A nadie se le habría ocurrido interrumpirlo con preguntas o charlas ociosas. El hombre tenía mucha autoridad sobre su persona y, como el ambiente general, exigía silencio. Incluso la política, normalmente el tema de todas las conversaciones en este establecimiento, mantuvo su distancia.

Era senador del partido gobernante, de una provincia del interior donde el valor de un hombre todavía se medía en tierras y ganado. Había ocupado el cargo durante más de veinte años y había cultivado los mejores contactos, supervisado todas las reformas más visionarias y cosechado el aplauso de una serie de presidentes. Su hija se había casado con el exportador más rico del país.

Ahora estaba destrozado. Viejo.

La semana anterior, mientras recorría su distrito natal, su automóvil había atropellado y matado a un niño de siete años.

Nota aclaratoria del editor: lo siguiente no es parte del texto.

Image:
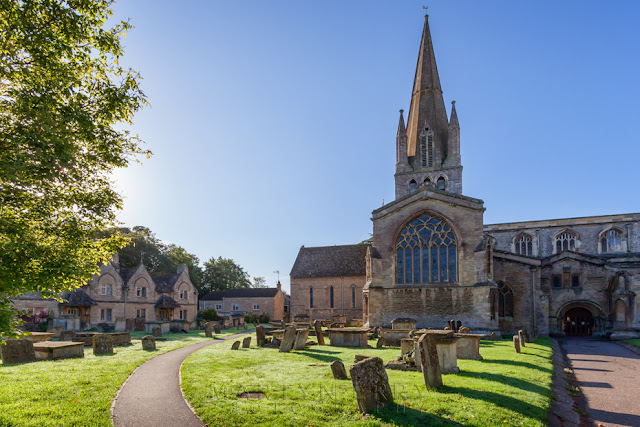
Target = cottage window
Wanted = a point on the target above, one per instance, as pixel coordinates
(611, 241)
(331, 296)
(353, 296)
(565, 241)
(426, 252)
(524, 244)
(505, 300)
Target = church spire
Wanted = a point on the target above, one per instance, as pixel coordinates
(427, 105)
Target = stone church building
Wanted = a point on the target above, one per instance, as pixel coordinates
(433, 259)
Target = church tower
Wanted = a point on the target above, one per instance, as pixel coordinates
(428, 146)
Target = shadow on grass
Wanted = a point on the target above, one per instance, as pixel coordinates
(400, 415)
(503, 379)
(516, 363)
(507, 402)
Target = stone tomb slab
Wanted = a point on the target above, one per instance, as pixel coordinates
(348, 337)
(50, 350)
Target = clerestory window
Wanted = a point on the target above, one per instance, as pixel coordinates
(426, 252)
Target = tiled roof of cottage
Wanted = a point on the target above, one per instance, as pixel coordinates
(165, 301)
(330, 261)
(77, 298)
(164, 282)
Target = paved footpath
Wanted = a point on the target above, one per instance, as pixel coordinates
(609, 377)
(152, 396)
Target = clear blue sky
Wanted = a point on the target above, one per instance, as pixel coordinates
(273, 123)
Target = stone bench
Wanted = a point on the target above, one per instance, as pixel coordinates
(49, 350)
(348, 337)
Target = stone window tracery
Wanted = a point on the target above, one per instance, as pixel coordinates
(426, 252)
(611, 241)
(565, 241)
(524, 244)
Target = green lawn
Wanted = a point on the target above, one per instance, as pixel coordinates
(75, 392)
(503, 389)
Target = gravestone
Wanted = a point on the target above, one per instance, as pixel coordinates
(301, 339)
(521, 338)
(102, 344)
(371, 385)
(516, 343)
(429, 361)
(208, 329)
(17, 351)
(260, 335)
(67, 335)
(148, 342)
(318, 326)
(339, 373)
(288, 339)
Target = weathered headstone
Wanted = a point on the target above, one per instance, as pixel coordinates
(301, 339)
(102, 344)
(17, 351)
(208, 329)
(260, 335)
(318, 326)
(406, 346)
(339, 373)
(521, 337)
(67, 335)
(148, 342)
(288, 339)
(516, 343)
(371, 384)
(429, 361)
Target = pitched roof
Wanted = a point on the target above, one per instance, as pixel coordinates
(78, 298)
(330, 261)
(165, 301)
(164, 282)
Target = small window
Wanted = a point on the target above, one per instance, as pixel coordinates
(353, 296)
(331, 296)
(575, 281)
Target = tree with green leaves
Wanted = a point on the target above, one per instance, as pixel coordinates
(63, 96)
(221, 274)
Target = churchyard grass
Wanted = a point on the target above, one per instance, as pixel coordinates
(75, 392)
(503, 389)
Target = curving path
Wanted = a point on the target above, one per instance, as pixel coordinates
(152, 396)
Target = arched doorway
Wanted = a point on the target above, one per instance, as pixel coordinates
(578, 321)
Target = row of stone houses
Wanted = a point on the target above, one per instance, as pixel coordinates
(269, 301)
(121, 298)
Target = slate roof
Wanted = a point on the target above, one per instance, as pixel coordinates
(164, 282)
(165, 301)
(330, 261)
(77, 298)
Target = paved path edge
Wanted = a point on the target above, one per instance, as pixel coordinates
(214, 341)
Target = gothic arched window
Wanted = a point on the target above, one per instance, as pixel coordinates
(505, 300)
(524, 244)
(331, 296)
(611, 240)
(565, 241)
(426, 252)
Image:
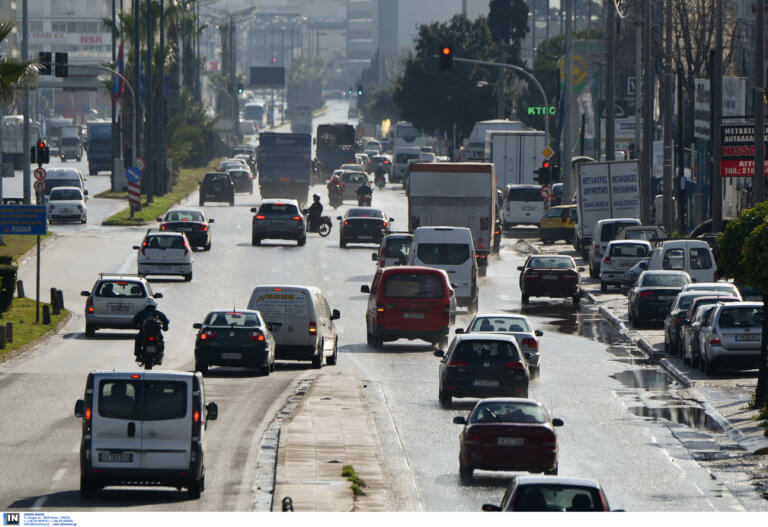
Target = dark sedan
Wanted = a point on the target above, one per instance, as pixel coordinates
(234, 338)
(554, 276)
(507, 434)
(653, 294)
(191, 222)
(217, 187)
(482, 365)
(363, 225)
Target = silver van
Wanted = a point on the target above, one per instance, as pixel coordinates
(300, 320)
(143, 428)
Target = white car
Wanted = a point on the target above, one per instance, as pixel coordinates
(165, 253)
(67, 203)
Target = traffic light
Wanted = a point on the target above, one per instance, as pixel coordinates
(44, 57)
(446, 58)
(62, 68)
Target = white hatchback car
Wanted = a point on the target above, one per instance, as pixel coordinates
(165, 253)
(67, 203)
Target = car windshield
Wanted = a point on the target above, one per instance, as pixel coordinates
(664, 280)
(232, 318)
(550, 262)
(414, 285)
(184, 215)
(509, 412)
(66, 194)
(741, 317)
(541, 497)
(512, 324)
(443, 253)
(366, 212)
(120, 289)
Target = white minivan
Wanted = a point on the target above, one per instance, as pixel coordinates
(452, 250)
(300, 320)
(692, 256)
(143, 428)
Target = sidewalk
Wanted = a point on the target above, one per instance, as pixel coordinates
(331, 428)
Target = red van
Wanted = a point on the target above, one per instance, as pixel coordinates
(409, 302)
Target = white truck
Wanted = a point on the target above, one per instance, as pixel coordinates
(71, 142)
(605, 190)
(455, 195)
(515, 155)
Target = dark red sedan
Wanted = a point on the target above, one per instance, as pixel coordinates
(508, 434)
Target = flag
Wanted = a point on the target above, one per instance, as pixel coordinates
(118, 86)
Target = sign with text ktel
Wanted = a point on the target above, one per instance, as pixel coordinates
(22, 219)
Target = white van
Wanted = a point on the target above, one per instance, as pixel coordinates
(143, 428)
(692, 256)
(450, 249)
(300, 320)
(523, 206)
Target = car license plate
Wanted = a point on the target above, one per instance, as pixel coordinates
(486, 384)
(105, 457)
(510, 441)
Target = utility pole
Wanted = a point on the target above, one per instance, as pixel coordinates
(716, 91)
(646, 163)
(758, 179)
(669, 104)
(610, 99)
(565, 153)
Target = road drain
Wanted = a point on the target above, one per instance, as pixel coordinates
(690, 416)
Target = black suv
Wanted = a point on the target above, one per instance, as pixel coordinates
(217, 186)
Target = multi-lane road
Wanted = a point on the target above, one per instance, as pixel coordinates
(589, 378)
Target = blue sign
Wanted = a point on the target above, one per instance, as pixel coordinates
(23, 219)
(133, 175)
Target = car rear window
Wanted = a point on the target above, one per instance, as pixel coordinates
(119, 288)
(443, 253)
(524, 194)
(485, 351)
(414, 285)
(741, 317)
(627, 250)
(542, 497)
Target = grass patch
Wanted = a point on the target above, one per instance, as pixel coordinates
(16, 246)
(186, 183)
(25, 329)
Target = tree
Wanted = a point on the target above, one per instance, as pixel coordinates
(743, 256)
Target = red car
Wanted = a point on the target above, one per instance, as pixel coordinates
(508, 434)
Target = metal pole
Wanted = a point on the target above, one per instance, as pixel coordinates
(25, 106)
(610, 99)
(669, 104)
(758, 180)
(565, 153)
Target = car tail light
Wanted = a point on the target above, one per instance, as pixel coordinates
(258, 336)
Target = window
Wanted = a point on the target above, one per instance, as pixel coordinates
(700, 259)
(414, 285)
(443, 253)
(674, 259)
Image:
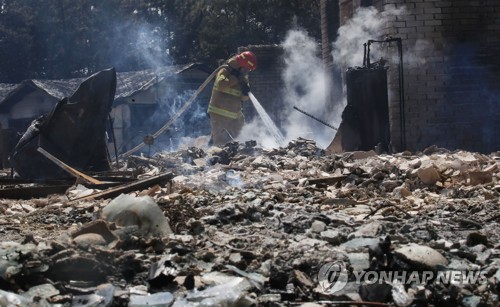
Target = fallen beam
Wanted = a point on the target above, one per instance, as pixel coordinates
(68, 168)
(325, 181)
(33, 192)
(129, 187)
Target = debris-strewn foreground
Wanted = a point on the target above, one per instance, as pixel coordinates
(248, 226)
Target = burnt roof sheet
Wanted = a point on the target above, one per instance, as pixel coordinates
(128, 83)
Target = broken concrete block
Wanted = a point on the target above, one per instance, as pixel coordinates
(428, 175)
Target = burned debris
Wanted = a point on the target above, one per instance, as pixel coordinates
(242, 225)
(74, 132)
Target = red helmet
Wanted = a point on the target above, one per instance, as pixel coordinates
(247, 59)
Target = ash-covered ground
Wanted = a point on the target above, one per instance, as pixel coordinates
(244, 226)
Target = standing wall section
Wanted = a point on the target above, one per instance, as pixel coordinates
(451, 63)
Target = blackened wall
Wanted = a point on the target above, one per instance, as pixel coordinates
(452, 97)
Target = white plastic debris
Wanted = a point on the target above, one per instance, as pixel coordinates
(158, 299)
(140, 211)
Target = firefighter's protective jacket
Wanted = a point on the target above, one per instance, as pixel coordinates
(225, 106)
(226, 95)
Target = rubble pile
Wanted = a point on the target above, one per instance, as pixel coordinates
(247, 226)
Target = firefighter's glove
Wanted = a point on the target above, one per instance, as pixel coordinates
(245, 89)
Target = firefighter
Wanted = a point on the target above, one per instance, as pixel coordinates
(230, 89)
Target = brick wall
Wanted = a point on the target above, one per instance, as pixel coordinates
(452, 97)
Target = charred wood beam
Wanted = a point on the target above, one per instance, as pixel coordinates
(129, 187)
(68, 168)
(33, 192)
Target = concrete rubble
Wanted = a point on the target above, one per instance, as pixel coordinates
(246, 226)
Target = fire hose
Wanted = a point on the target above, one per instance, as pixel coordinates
(176, 115)
(314, 117)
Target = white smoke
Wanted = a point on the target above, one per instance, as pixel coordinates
(305, 83)
(366, 24)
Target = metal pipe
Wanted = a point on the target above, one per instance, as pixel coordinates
(364, 55)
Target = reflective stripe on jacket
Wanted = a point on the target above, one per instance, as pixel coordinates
(226, 94)
(222, 112)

La policía había confirmado su inocencia. Los periódicos se habían negado a censurarlo. Había enviado diez mil pesos a los padres del niño, quienes lo saludaron con estudiada cortesía y no lo culparon en absoluto por el accidente. Su posición en el Senado estaba segura.

Sin embargo, estaba destrozado. Viejo. Dormía poco y no se atrevía a pensar en las próximas elecciones.

Pidió un tercer café y esperó. Nadie se acercó.